What are some of the tasks that you both are focused on at your respective companies that will be a whole lot easier when we introduce Generative AI into data?
Chris Aberger:
So we're working on two main things at a Numbers Station right now. Although the vision and scope that we want to go after long term are much broader across the modern data stack. And really right now, actually interestingly for this podcast, it's all built on top of dbt. So we're always emitting dbt transformations.
It's just how can we accelerate those analytics engineers that are out there right now, as well as eliminate some of this bifurcation that occurs with data science teams inside of these organizations. So the two things that we have right now are these custom text-to-SQL models and techniques that I'll learn over your dbt scripts that you already have inside of your organization, as well as your data models and data that you have inside of your organization to help you write faster dbt code in the future.
And then the second thing is, right now AI is all locked up on the data science teams. And these foundation models make it really easy for anyone to do something like a simple classification or sentiment analysis. And sometimes you might want to do that inside of your data transformations. So what we're doing right now as well as bringing these AI techniques.
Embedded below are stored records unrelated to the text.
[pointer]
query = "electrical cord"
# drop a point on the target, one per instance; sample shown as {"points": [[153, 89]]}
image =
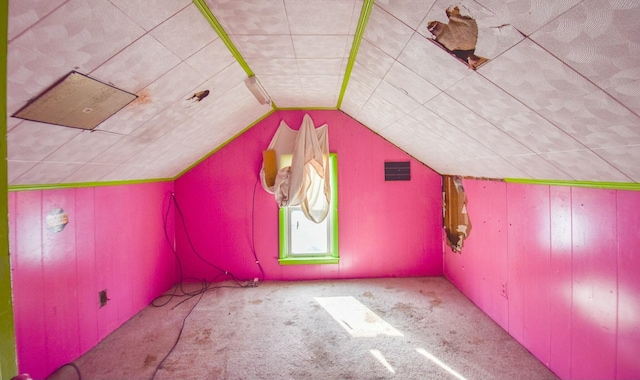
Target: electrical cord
{"points": [[184, 321], [253, 228], [179, 291]]}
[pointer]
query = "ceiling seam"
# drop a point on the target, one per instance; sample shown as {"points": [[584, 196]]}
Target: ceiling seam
{"points": [[367, 5], [215, 24]]}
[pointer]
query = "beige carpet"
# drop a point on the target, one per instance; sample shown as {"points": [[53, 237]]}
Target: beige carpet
{"points": [[409, 328]]}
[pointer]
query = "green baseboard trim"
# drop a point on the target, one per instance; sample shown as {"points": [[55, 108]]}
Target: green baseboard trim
{"points": [[632, 186], [76, 185]]}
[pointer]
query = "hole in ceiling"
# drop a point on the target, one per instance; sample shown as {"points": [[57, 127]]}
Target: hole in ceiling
{"points": [[76, 101], [459, 37]]}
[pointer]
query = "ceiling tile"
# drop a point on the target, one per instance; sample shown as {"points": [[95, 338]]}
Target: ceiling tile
{"points": [[374, 59], [150, 13], [410, 83], [558, 93], [460, 144], [396, 96], [176, 84], [250, 16], [494, 35], [274, 66], [89, 173], [508, 114], [528, 15], [600, 40], [321, 66], [126, 173], [126, 148], [160, 124], [319, 46], [83, 147], [493, 167], [138, 65], [320, 16], [624, 158], [211, 59], [48, 172], [387, 32], [23, 14], [411, 12], [17, 168], [537, 167], [184, 43], [378, 114], [475, 126], [32, 141], [79, 35], [584, 165], [443, 69], [264, 46]]}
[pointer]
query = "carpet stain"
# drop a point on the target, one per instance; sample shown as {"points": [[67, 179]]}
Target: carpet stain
{"points": [[436, 301], [150, 360], [477, 341], [203, 337], [405, 308]]}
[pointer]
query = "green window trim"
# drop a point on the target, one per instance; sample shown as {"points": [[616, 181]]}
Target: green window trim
{"points": [[331, 257]]}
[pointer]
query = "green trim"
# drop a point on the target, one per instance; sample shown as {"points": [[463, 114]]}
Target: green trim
{"points": [[590, 184], [332, 257], [308, 109], [215, 24], [309, 260], [224, 144], [213, 21], [8, 355], [357, 39], [76, 185]]}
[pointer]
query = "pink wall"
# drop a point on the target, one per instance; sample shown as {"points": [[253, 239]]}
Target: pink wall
{"points": [[385, 228], [114, 240], [557, 267]]}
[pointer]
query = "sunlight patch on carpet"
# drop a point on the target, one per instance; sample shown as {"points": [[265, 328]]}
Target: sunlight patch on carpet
{"points": [[356, 318], [440, 363], [378, 355]]}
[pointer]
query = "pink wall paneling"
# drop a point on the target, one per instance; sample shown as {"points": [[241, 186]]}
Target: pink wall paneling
{"points": [[386, 228], [114, 240], [483, 275], [572, 278]]}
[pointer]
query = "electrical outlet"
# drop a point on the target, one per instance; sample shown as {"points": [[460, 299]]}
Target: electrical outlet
{"points": [[504, 291], [103, 297]]}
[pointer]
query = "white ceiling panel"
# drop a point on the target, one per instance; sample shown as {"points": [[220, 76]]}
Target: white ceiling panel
{"points": [[140, 11], [387, 32], [32, 141], [527, 16], [559, 98], [184, 45], [475, 126], [585, 165]]}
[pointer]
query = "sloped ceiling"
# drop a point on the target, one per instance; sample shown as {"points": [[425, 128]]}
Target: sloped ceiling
{"points": [[558, 99]]}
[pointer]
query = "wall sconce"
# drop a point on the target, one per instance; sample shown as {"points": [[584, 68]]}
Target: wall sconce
{"points": [[257, 90]]}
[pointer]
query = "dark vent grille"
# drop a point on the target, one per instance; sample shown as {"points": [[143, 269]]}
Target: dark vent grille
{"points": [[397, 171]]}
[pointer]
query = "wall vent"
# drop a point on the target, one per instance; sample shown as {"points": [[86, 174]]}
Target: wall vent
{"points": [[76, 101], [397, 171]]}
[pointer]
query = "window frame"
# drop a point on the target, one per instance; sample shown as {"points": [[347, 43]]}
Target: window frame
{"points": [[331, 257]]}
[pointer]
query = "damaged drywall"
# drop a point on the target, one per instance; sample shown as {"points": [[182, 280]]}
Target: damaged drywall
{"points": [[457, 224], [459, 36]]}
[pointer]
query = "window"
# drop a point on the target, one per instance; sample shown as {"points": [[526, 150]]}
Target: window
{"points": [[305, 242]]}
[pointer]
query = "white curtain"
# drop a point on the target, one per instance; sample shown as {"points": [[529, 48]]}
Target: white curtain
{"points": [[302, 160]]}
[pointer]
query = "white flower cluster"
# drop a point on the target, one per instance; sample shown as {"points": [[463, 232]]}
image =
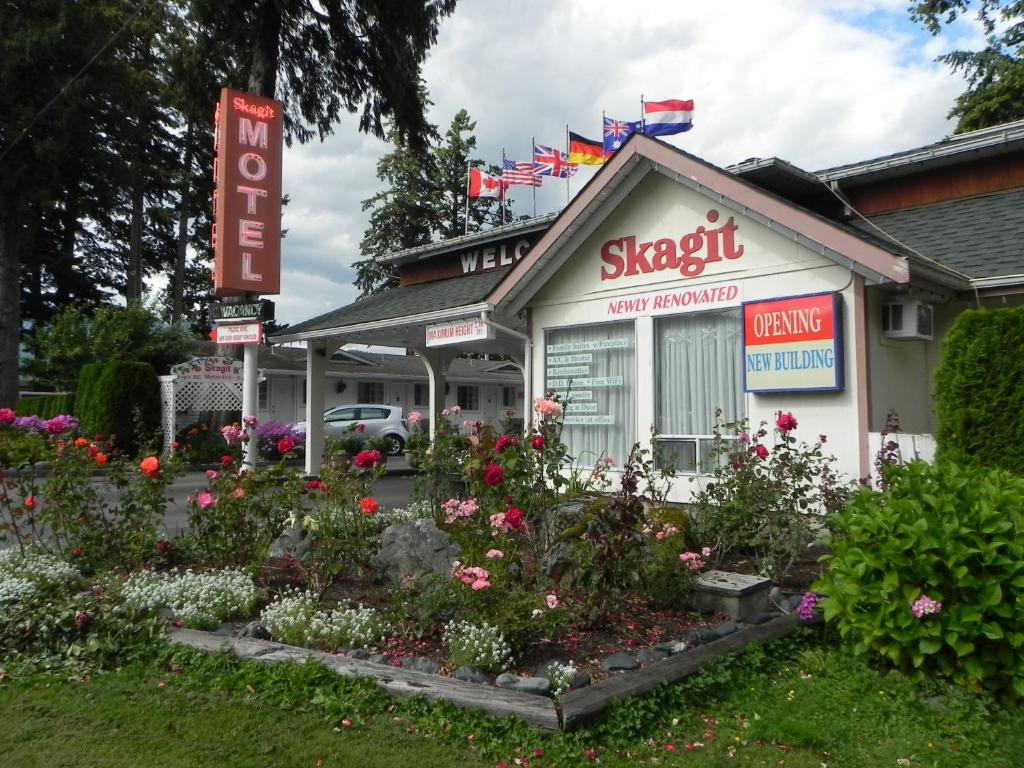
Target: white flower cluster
{"points": [[38, 567], [477, 645], [560, 676], [353, 628], [415, 511], [289, 615], [197, 598]]}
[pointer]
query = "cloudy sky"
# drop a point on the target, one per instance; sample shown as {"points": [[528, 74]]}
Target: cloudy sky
{"points": [[815, 82]]}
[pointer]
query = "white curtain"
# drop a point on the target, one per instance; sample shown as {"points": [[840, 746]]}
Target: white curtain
{"points": [[600, 419], [698, 358]]}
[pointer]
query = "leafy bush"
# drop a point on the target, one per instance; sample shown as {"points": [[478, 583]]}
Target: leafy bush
{"points": [[771, 501], [930, 573], [978, 398], [123, 400]]}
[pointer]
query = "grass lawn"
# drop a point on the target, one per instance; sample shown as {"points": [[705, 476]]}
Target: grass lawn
{"points": [[801, 705]]}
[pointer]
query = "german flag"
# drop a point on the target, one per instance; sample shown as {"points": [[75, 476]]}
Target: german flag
{"points": [[585, 152]]}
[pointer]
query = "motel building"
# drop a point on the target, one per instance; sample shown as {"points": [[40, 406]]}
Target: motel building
{"points": [[670, 288]]}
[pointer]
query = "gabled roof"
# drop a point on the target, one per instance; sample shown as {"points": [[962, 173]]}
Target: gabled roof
{"points": [[641, 156]]}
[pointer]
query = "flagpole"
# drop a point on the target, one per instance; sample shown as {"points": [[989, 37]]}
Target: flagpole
{"points": [[568, 172], [469, 168], [532, 169]]}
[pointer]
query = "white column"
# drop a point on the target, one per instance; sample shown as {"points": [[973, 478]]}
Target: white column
{"points": [[316, 355], [436, 363], [250, 360]]}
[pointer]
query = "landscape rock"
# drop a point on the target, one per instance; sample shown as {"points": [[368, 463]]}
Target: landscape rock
{"points": [[414, 549], [537, 685], [294, 543], [620, 662], [473, 675], [672, 647], [650, 655]]}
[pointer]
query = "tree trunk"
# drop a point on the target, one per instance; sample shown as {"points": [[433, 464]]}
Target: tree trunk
{"points": [[133, 287], [184, 201], [10, 308]]}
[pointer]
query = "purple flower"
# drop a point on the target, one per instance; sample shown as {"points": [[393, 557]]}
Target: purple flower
{"points": [[808, 604]]}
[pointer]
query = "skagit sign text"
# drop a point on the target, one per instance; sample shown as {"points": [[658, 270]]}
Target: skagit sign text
{"points": [[247, 199], [689, 254]]}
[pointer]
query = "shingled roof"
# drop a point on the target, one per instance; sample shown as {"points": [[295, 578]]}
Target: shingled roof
{"points": [[980, 237]]}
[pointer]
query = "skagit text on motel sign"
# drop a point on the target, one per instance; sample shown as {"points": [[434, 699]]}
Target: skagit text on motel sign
{"points": [[247, 198]]}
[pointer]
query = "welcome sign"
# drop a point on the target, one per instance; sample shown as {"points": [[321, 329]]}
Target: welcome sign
{"points": [[794, 344]]}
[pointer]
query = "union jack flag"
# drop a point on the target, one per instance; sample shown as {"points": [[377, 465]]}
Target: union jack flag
{"points": [[518, 173], [551, 162], [615, 133]]}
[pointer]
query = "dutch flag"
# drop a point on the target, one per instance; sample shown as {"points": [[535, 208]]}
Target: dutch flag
{"points": [[666, 118]]}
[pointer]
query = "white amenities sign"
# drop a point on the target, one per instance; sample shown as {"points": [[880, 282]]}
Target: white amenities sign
{"points": [[455, 333]]}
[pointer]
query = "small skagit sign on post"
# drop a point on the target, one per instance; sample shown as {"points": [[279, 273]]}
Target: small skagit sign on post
{"points": [[239, 333], [247, 200], [794, 344]]}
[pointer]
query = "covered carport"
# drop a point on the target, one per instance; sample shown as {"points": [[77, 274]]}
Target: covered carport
{"points": [[438, 320]]}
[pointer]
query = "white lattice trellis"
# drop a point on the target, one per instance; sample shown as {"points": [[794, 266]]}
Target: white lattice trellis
{"points": [[181, 391]]}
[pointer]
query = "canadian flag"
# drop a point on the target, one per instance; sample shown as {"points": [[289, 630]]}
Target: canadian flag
{"points": [[483, 184]]}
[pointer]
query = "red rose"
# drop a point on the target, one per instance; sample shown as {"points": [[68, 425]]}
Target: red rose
{"points": [[785, 422], [493, 475], [504, 441], [513, 516]]}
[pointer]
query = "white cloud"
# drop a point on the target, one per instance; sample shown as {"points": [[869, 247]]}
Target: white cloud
{"points": [[815, 82]]}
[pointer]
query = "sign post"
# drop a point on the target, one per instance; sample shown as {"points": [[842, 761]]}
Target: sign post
{"points": [[247, 224]]}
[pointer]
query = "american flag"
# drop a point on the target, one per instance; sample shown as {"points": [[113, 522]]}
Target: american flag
{"points": [[551, 162], [519, 173]]}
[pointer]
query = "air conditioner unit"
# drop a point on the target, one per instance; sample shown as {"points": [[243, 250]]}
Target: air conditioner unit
{"points": [[907, 320]]}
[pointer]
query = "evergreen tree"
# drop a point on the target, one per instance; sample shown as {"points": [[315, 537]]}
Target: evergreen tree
{"points": [[994, 74], [423, 201]]}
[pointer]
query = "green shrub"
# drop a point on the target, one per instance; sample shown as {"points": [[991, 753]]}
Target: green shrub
{"points": [[951, 535], [46, 406], [123, 399], [979, 401]]}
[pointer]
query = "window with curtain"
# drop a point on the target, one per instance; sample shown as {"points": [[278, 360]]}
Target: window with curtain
{"points": [[595, 368], [697, 365]]}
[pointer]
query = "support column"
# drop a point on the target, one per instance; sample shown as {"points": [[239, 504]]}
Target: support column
{"points": [[316, 357], [436, 363]]}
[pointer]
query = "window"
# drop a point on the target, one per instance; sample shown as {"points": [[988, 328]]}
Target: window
{"points": [[370, 391], [468, 397], [698, 372], [593, 369], [508, 397]]}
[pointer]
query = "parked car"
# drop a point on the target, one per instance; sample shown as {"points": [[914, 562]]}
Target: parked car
{"points": [[378, 421]]}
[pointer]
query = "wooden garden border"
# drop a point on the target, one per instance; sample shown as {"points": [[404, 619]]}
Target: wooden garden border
{"points": [[571, 711]]}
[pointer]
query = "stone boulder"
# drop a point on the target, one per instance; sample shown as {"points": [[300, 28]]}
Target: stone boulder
{"points": [[414, 549]]}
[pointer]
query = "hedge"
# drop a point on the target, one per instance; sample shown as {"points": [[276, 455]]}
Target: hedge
{"points": [[979, 397], [121, 398]]}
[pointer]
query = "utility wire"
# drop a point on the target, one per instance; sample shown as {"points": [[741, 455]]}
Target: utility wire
{"points": [[6, 151]]}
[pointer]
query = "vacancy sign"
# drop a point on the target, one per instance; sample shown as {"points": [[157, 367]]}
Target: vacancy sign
{"points": [[458, 332], [243, 333], [794, 344]]}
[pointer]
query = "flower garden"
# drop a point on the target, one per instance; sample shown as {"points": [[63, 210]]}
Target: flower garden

We're not claiming that you'd want to do something like make a lending decision inside of dbt, but for something simple, like I have a bunch of texts and there are customer reviews, and I would like to extract something from this or put the sentiment in another column. We're bringing these really small shippable models starting from foundation models that can then be deployed using dbt and then something like Snowflake external functions or Redshift external functions. So the two high-level things are accelerating that writing of dbt code right now, and then bringing AI capabilities and democratizing that to this group of analytics engineers.
Sarah Nagy:
Yeah, and so for Seek, our focus is also on SQL generation. Our focus is on providing a natural language interface to anybody in an organization whether they know SQL or not and allowing them to just ask questions that they'd normally ask the data team and be able to get results more quickly.
And also on the back end, help the data team, just be more productive in overseeing the generation of these answers.
Do you expect that the future will look extremely productive, or will the role of the data team shift more fundamentally?
Sarah Nagy:
Just speaking from my personal experience being a data scientist I always wish I had more time to focus on things that only I could do for the business. There are a lot of problems that I really wanted to work on that I was really excited about because I was like if I can just figure out this tough problem, I can help my business make a lot of money in a significant way, or save a lot of money based on the analysis that I wanted to be doing.
And so our vision is it will actually allow data teams to work on just more meaningful tasks. That's what our tagline is: seek what matters, focus on the things that matter. And that's the thing that used to frustrate me so much was I just wanted the answer. And so for Seek's interface, we're something that anybody can use, including the data team. And if you just want an answer, I want this insight so I can get it quickly and make a decision and then go deeper into my research. That's what we're providing. I don't think people understand how old-fashioned and tedious we're going to look back and be like “Wow, remember those days when I had to spend three hours writing one SQL query so I could make one very small decision in my research?”. So I think this is going to unlock a lot of productivity in that respect for sure.